Production recommendation: -b 2048 -ub 512 for all profiles. Omitting -ub is fine since 512 is already the default, but explicit is clearer.

Benchmark recommendation: -b 512 -ub 512 — HumanEval prompts are ~400 tokens, so the full prompt fits in one batch. No need for a larger -b.

When to increase -b: Only if you routinely paste very large documents (50K+ tokens) in a single message and the prompt ingestion wait is noticeable. Going from -b 2048 to -b 4096 processes prompts in fewer chunks. The VRAM impact of -b alone is minimal — it only controls scheduling, not GPU buffers.
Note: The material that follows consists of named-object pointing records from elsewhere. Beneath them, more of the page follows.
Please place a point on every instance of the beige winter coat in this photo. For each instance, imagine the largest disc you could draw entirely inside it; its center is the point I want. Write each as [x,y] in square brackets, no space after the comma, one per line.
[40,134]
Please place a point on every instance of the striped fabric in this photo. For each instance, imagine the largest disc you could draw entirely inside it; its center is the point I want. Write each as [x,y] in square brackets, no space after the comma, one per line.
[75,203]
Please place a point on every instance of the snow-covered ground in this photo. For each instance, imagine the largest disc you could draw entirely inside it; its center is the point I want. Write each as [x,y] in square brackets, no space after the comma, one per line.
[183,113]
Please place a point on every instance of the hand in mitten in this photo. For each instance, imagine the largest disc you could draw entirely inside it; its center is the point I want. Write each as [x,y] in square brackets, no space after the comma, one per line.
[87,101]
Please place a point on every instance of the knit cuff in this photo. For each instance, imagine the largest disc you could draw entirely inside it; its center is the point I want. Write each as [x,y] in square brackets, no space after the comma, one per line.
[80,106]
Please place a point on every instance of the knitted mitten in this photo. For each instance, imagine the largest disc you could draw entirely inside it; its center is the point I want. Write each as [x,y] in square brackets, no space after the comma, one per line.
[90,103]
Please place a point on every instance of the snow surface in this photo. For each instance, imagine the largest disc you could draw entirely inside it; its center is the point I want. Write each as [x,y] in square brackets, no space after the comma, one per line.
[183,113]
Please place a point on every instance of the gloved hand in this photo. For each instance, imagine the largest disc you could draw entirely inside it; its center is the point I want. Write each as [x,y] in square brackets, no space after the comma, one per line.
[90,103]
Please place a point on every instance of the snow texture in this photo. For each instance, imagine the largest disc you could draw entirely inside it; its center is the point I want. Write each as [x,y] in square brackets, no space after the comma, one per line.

Not like embedding chunking: In RAG/embedding pipelines, document chunks are processed independently, so you need overlap to preserve context at boundaries. Prompt batching in llama.cpp is different — chunks are processed sequentially into the same KV cache. After chunk 1 is processed, its full attention state is stored. Chunk 2 attends to all previous tokens via the KV cache. No information is lost at chunk boundaries, no overlap is needed. -b is purely a performance knob — the end result is identical regardless of chunk size.

Common mistake: Setting -b X -ub X (same value for both). This wastes VRAM on a larger compute buffer without any benefit. The only reason to increase -ub above 512 is if profiling shows a measurable prompt processing bottleneck, which is rare in practice.